2) The authors propose that the T. brucei mitochondrion contains an additional oxidoreductase that is dependent on the trypanothione redox couple. However, the data do not exclude the possibility that this oxidoreductase could also or alternatively use a mitochondrial glutathione redox couple. The authors need to address this point.

Our studies do not allow any statement about the presence or absence of glutathione in the mitochondrion. Nevertheless, due to the lack of glutathione reductase, also a mitochondrial glutathione redox system would be directly linked to the trypanothione system. A physiological situation that could give rise to an increase of GSSG, but not TS₂, is not known. Given a total cellular concentration of ≤ 150 µM, the mitochondrial glutathione concentration is clearly submillimolar. This is in accordance with the finding that the hGrx1-coupled sensor, which is known for its general specificity for the glutathione redox couple, displayed an overall similar and slightly weaker response than the Tpx-coupled sensor when expressed in the cytosol or mitochondrion (Figures 3B and D and 7B and 7D). In trypanosomes, also hGrx1-roGFP2 responds primarily to changes in the T(SH)₂/TS₂ ratio. The presence of a mitochondrial glutathione-specific oxidoreductase is highly unlikely.

3) Further to point 1, the impact of the paper would be greatly strengthened if the authors could provide additional information on the identity of the mitochondrial oxidoreductase. The authors note that other studies have identified 21 mitochondrial candidate proteins in T. brucei with annotated oxidoreductase activity. Although not essential, confirmation of location or function of these proteins would add to the study.

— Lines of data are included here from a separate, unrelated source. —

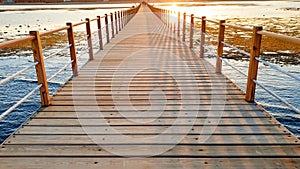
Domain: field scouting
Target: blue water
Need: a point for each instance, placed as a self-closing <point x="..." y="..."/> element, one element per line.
<point x="17" y="88"/>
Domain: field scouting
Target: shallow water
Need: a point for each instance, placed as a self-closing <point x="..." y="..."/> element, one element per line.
<point x="272" y="14"/>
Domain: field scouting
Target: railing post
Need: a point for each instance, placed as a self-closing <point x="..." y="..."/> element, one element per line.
<point x="106" y="27"/>
<point x="192" y="31"/>
<point x="40" y="68"/>
<point x="112" y="25"/>
<point x="220" y="46"/>
<point x="168" y="18"/>
<point x="72" y="49"/>
<point x="203" y="31"/>
<point x="178" y="25"/>
<point x="100" y="32"/>
<point x="89" y="38"/>
<point x="116" y="22"/>
<point x="122" y="19"/>
<point x="119" y="16"/>
<point x="174" y="21"/>
<point x="253" y="64"/>
<point x="184" y="27"/>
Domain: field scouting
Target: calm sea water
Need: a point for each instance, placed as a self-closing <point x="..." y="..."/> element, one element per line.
<point x="16" y="22"/>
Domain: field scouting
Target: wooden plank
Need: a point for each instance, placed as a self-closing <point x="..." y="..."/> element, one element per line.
<point x="138" y="163"/>
<point x="145" y="150"/>
<point x="144" y="139"/>
<point x="149" y="130"/>
<point x="166" y="108"/>
<point x="156" y="121"/>
<point x="150" y="114"/>
<point x="214" y="128"/>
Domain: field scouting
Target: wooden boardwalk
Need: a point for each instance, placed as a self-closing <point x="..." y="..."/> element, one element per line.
<point x="148" y="102"/>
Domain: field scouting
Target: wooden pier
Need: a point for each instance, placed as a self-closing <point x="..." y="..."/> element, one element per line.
<point x="147" y="101"/>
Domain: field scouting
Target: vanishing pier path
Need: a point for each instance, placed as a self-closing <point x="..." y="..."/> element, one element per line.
<point x="148" y="101"/>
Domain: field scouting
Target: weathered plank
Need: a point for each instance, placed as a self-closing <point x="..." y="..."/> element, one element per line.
<point x="198" y="119"/>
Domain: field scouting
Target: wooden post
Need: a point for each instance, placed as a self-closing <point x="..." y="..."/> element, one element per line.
<point x="174" y="22"/>
<point x="165" y="16"/>
<point x="40" y="68"/>
<point x="220" y="46"/>
<point x="178" y="24"/>
<point x="203" y="31"/>
<point x="106" y="26"/>
<point x="119" y="17"/>
<point x="168" y="18"/>
<point x="192" y="31"/>
<point x="116" y="22"/>
<point x="112" y="25"/>
<point x="89" y="38"/>
<point x="184" y="27"/>
<point x="72" y="49"/>
<point x="253" y="64"/>
<point x="100" y="32"/>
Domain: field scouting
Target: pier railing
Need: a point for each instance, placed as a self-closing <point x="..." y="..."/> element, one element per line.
<point x="106" y="28"/>
<point x="185" y="30"/>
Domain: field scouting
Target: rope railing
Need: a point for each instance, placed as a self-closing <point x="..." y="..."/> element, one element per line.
<point x="7" y="79"/>
<point x="120" y="19"/>
<point x="277" y="68"/>
<point x="235" y="48"/>
<point x="234" y="67"/>
<point x="276" y="96"/>
<point x="255" y="46"/>
<point x="60" y="71"/>
<point x="55" y="53"/>
<point x="25" y="98"/>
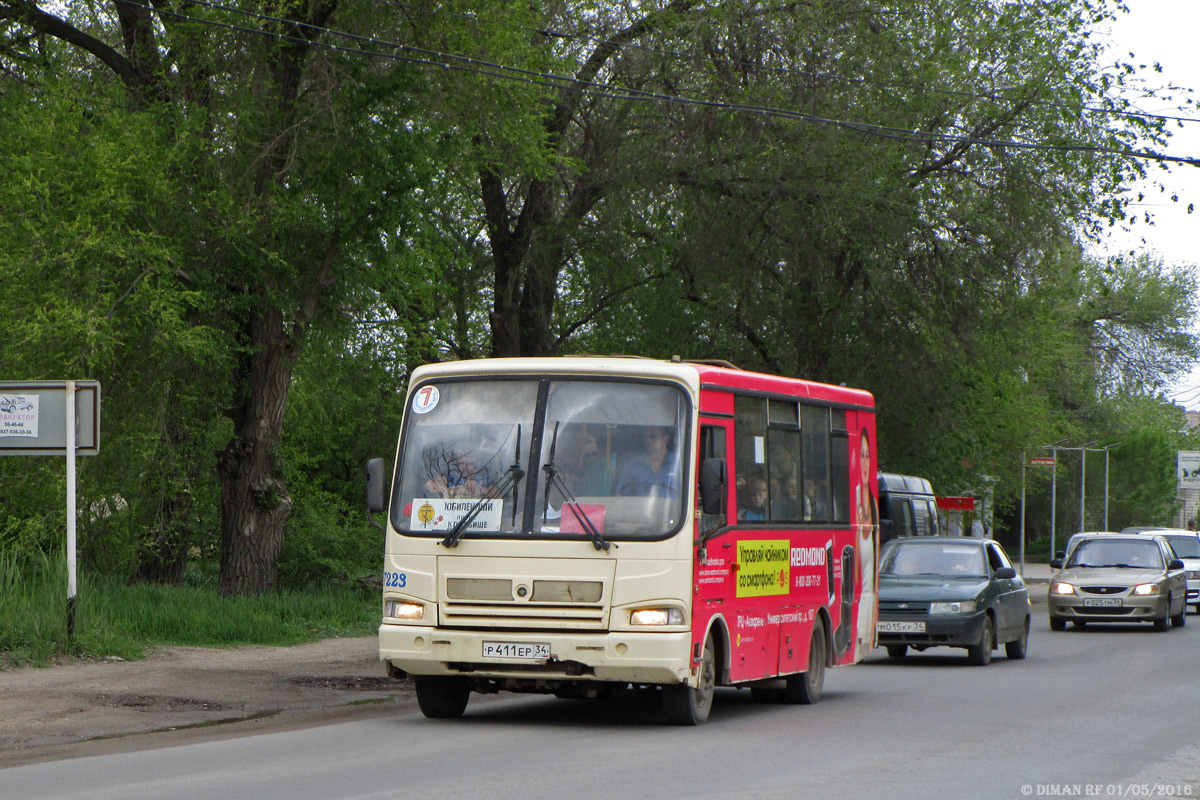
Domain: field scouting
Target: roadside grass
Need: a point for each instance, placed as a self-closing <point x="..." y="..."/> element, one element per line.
<point x="117" y="619"/>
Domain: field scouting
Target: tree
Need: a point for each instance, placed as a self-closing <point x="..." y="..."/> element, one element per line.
<point x="286" y="162"/>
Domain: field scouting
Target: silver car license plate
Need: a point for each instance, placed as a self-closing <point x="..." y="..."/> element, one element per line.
<point x="900" y="627"/>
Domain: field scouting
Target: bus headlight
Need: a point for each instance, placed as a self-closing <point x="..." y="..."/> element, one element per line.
<point x="403" y="609"/>
<point x="655" y="617"/>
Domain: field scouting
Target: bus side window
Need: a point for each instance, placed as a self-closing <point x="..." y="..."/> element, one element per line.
<point x="712" y="445"/>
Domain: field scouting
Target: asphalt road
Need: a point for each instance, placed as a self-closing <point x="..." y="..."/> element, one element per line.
<point x="1108" y="711"/>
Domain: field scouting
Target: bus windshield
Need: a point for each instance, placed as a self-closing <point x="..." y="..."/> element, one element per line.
<point x="550" y="457"/>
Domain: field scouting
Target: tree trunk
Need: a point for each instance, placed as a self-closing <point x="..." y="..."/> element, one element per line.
<point x="255" y="501"/>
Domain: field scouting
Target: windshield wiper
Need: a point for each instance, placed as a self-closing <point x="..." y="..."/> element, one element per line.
<point x="553" y="477"/>
<point x="509" y="481"/>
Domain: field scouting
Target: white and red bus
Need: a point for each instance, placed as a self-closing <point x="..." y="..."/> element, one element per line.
<point x="589" y="525"/>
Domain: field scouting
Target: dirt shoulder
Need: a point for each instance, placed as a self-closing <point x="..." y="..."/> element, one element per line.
<point x="187" y="693"/>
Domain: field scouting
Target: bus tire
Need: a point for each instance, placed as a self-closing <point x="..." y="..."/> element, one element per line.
<point x="442" y="697"/>
<point x="682" y="704"/>
<point x="804" y="687"/>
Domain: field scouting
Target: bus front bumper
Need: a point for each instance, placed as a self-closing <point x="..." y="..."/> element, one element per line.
<point x="625" y="656"/>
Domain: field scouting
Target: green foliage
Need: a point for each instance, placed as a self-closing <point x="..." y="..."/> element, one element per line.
<point x="118" y="619"/>
<point x="237" y="216"/>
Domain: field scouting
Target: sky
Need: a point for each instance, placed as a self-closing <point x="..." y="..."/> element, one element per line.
<point x="1165" y="31"/>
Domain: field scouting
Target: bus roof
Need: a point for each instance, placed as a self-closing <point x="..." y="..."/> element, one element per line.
<point x="693" y="373"/>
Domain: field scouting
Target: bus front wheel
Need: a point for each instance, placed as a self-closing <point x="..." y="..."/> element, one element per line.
<point x="687" y="705"/>
<point x="442" y="697"/>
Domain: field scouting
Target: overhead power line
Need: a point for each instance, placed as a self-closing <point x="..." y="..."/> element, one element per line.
<point x="426" y="56"/>
<point x="760" y="67"/>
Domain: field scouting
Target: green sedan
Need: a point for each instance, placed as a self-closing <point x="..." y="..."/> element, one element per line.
<point x="952" y="591"/>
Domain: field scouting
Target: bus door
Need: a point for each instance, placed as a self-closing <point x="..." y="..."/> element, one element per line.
<point x="713" y="565"/>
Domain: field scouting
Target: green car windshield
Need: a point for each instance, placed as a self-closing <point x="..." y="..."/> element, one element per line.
<point x="934" y="558"/>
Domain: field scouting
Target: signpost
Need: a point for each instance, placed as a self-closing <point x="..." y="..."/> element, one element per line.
<point x="53" y="417"/>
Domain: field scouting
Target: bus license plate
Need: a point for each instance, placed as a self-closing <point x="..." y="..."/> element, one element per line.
<point x="528" y="650"/>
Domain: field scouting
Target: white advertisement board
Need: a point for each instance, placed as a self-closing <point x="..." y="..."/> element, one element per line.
<point x="1188" y="468"/>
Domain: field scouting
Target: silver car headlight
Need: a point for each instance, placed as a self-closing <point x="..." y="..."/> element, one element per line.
<point x="957" y="607"/>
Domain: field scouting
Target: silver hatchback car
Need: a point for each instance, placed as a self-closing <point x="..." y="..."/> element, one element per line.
<point x="1119" y="578"/>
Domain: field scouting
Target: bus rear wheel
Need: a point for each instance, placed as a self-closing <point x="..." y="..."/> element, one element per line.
<point x="682" y="704"/>
<point x="805" y="687"/>
<point x="442" y="697"/>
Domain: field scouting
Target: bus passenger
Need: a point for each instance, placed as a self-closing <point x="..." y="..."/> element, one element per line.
<point x="756" y="501"/>
<point x="460" y="474"/>
<point x="655" y="473"/>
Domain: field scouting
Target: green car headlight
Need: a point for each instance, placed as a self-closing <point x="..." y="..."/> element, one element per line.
<point x="957" y="607"/>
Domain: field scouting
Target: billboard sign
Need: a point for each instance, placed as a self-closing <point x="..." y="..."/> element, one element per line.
<point x="1188" y="468"/>
<point x="33" y="417"/>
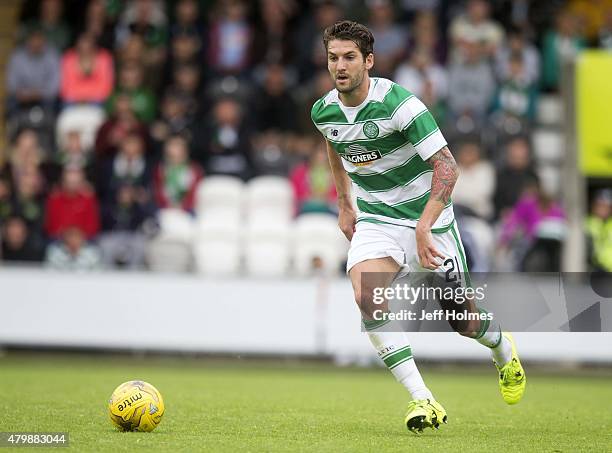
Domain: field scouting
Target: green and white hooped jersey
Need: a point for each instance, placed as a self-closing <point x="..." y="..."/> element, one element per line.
<point x="384" y="143"/>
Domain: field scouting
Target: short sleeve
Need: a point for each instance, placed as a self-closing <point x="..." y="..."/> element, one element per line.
<point x="419" y="127"/>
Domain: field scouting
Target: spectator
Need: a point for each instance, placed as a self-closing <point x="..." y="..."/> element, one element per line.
<point x="33" y="74"/>
<point x="123" y="242"/>
<point x="17" y="245"/>
<point x="131" y="84"/>
<point x="273" y="41"/>
<point x="176" y="178"/>
<point x="6" y="193"/>
<point x="87" y="73"/>
<point x="25" y="154"/>
<point x="474" y="189"/>
<point x="185" y="48"/>
<point x="230" y="39"/>
<point x="471" y="86"/>
<point x="516" y="96"/>
<point x="427" y="80"/>
<point x="275" y="108"/>
<point x="187" y="19"/>
<point x="147" y="19"/>
<point x="514" y="175"/>
<point x="599" y="231"/>
<point x="115" y="129"/>
<point x="28" y="202"/>
<point x="475" y="32"/>
<point x="533" y="230"/>
<point x="98" y="24"/>
<point x="72" y="204"/>
<point x="72" y="153"/>
<point x="128" y="167"/>
<point x="72" y="252"/>
<point x="313" y="186"/>
<point x="517" y="44"/>
<point x="50" y="22"/>
<point x="186" y="86"/>
<point x="390" y="37"/>
<point x="425" y="37"/>
<point x="562" y="44"/>
<point x="173" y="120"/>
<point x="226" y="142"/>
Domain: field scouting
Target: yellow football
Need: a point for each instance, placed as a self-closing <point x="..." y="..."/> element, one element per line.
<point x="136" y="406"/>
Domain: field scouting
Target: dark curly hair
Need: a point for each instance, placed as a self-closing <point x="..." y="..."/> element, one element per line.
<point x="351" y="31"/>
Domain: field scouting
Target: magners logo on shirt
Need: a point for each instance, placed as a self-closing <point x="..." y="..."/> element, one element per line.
<point x="360" y="156"/>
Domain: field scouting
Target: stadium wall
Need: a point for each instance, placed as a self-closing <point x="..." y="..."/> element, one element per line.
<point x="164" y="312"/>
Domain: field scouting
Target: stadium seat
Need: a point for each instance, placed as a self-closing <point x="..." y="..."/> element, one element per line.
<point x="548" y="146"/>
<point x="175" y="224"/>
<point x="217" y="248"/>
<point x="550" y="111"/>
<point x="269" y="198"/>
<point x="168" y="255"/>
<point x="170" y="250"/>
<point x="318" y="243"/>
<point x="83" y="118"/>
<point x="267" y="248"/>
<point x="220" y="197"/>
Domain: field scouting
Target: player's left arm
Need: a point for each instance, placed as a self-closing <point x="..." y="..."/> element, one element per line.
<point x="445" y="174"/>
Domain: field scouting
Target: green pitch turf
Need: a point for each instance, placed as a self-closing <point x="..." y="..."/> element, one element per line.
<point x="244" y="406"/>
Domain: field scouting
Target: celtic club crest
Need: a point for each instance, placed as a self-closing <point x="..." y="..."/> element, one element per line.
<point x="370" y="129"/>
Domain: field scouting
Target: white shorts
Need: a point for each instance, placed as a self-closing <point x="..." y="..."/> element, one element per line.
<point x="379" y="240"/>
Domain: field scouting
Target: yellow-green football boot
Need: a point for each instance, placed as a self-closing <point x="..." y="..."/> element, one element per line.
<point x="512" y="379"/>
<point x="423" y="414"/>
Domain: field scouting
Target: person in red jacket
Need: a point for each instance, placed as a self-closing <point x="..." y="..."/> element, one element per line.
<point x="72" y="204"/>
<point x="176" y="178"/>
<point x="87" y="72"/>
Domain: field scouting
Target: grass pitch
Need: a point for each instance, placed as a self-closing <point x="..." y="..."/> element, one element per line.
<point x="245" y="406"/>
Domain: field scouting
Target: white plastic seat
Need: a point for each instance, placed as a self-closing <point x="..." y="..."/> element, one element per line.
<point x="318" y="242"/>
<point x="164" y="254"/>
<point x="267" y="248"/>
<point x="220" y="196"/>
<point x="86" y="119"/>
<point x="217" y="248"/>
<point x="269" y="197"/>
<point x="548" y="146"/>
<point x="175" y="224"/>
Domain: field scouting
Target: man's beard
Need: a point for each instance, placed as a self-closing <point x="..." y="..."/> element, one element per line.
<point x="354" y="83"/>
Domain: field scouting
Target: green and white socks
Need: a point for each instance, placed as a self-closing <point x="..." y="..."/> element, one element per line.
<point x="490" y="335"/>
<point x="394" y="350"/>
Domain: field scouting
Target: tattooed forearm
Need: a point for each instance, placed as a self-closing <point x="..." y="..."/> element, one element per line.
<point x="444" y="176"/>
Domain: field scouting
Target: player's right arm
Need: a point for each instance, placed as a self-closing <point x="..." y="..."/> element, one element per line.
<point x="346" y="213"/>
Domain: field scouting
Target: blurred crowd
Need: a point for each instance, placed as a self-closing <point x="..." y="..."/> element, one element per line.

A closer inspection of the 21 mitochondrial oxidoreductases described in the proteome analysis of Peikert et al., 2017, yielded only three proteins that might be suitable for the transfer of electrons from the trypanothione redox couple to the mitochondrial tryparedoxin peroxidases. These are Trx1 (Tb927.9.3370), Grx2 (Tb927.1.1770) and a putative glutathione-S-transferase/glutaredoxin (Tb927.7.3500). T. brucei Trx1 lacks a mitochondrial pre-sequence, but a genome-wide localization study revealed the protein in the mitochondrion (Dean et al., 2017). Trx1 is inactive in an mPrx assay (unpublished data) but together with human thioredoxin reductase is able to replace the trypanothione/Tpx couple in the Px-assay (Hillebrand et al., 2003). Grx2 also lacks an obvious targeting sequence and has been localized to the mitochondrial intermembrane space (Ebersoll et al., 2018). Grx2 neither replaces nor supports Tpx in the Px-dependent peroxidase assay (Ceylan et al., 2010). Tb927.7.3500 harbors a mitochondrial targeting sequence as well as a CxxC motif but has not been characterized so far. We included a short description of this point in the Discussion.

4) Figure 8C and D. It is noted that "… in cells lacking Tpx, the mitochondrial sensors are still able to respond to exogenously applied H₂O₂, in sharp contrast to the situation in the cytosol." Indeed, comparison of these graphs with those of Figure 5C and D, right panels shows a different response. However, the response of the non-induced cells (i.e., maintaining Tpx), is apparently quite different and more marked in the case of the mitochondrial sensors. Could it be that cells expressing the mito probes have inherent higher reactivity and resistance to oxidative stress?

All cell lines expressing the mitochondrial sensors revealed a slightly higher basal OxD, stronger oxidation by hydrogen peroxide and delayed re-reduction when compared to cells harboring the respective cytosolic sensor (compare Figure 7B, D, F with Figure 7B, D, F as well as Figure 5C and D with Figure 8C and D). If the mitochondrial sensors conferred to the cells an inherent higher reactivity and resistance to oxidative stress, one would expect the opposite behavior. Yet, to address this point more explicitly, we treated mito-roGFP2-Tpx-expressing cells and WT parasites with H₂O₂. As shown in the new Figure 7—figure supplement 3, both cell types displayed an identical sensitivity.